Failure modes covered:

  • FailureReason::Orphanprev_event_hash does not match the event_hash of the row immediately preceding it.
  • [FailureReason::HashBreak { kind: PayloadHashMismatch }] — the stored payload_hash does not match blake3(canonical_payload).
  • [FailureReason::HashBreak { kind: EventHashMismatch }] — the stored event_hash does not match the framing recompute over prev_event_hash + payload_hash.
  • FailureReason::OrdinalGap — when ordinals are present (we don’t store them inline in the JSONL today, but external trace-event tables may carry them), a gap or duplicate is reported. For the JSONL-only audit we treat the file order as the canonical sequence and report nothing here unless callers pass an external ordinal stream (future expansion).

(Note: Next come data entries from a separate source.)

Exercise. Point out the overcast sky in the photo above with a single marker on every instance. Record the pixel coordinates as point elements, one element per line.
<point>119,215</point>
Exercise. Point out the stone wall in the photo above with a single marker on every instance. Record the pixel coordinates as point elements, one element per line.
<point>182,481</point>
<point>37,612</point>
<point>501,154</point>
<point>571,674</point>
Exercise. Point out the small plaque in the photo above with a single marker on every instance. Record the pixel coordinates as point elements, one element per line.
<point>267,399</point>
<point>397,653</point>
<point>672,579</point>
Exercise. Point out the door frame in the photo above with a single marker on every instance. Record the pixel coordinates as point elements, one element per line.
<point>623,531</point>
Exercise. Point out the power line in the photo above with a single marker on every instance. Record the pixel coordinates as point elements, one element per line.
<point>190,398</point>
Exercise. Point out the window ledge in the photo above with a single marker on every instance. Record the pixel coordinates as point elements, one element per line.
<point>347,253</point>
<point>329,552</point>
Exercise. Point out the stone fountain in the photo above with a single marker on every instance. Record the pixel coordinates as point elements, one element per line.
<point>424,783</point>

For now, this variant exists in the public API so audit consumers don’t break when we wire SQL ordinals in.
  • FailureReason::Decode — the row failed to parse as an cortex_core::Event.

§Acceptance test (T-1.B.4)

corruption_fixture_produces_expected_failure_report builds a deliberately-broken file (good row, then a row with a mutated payload, then an orphan whose prev_event_hash is wrong) and asserts the report names exactly those failures.

Structs§

Report
Verification report.
RowFailure
One row’s failure record.
SchemaMigrationBoundaryFailure
Stable failure record for the v1 -> v2 boundary invariant.
SchemaMigrationBoundaryReport
Report for verify_schema_migration_v1_to_v2_boundary.
SchemaMigrationBoundaryRow
One observed schema_migration.v1_to_v2 boundary row.
SignedChainOutcome
Outcome of verify_signed_chain over a JSONL file.

Enums§

FailureReason
What broke at a given row.
HashKind
Which hash field broke.
SchemaMigrationBoundaryFailureDetail
Why the v1 -> v2 boundary invariant failed.

Constants§

POST_CUTOVER_V2_AUDIT_DISPATCH_UNSUPPORTED_INVARIANT
Stable invariant name for schema v2 non-boundary rows that are recognized as post-cutover audit-dispatch work but not yet verifiable by this build.
SCHEMA_MIGRATION_V1_TO_V2_BOUNDARY_DUPLICATE_INVARIANT
Stable invariant name for duplicate v1 -> v2 boundary rows.
SCHEMA_MIGRATION_V1_TO_V2_BOUNDARY_MISSING_INVARIANT
Stable invariant name for a required v1 -> v2 boundary row that is absent.
UNSUPPORTED_EVENT_SCHEMA_VERSION_INVARIANT
Stable invariant name for unsupported event schema versions.

Functions§

verify_chain
Walk path, checking every row, and produce a Report of failures.
verify_schema_migration_v1_to_v2_boundary
Scan a JSONL ledger for the schema_migration.v1_to_v2 boundary row.
verify_signed_chain
Verify the Ed25519 signature chain end-to-end (Lane 3.D.6 / ADR 0010 §1-§2).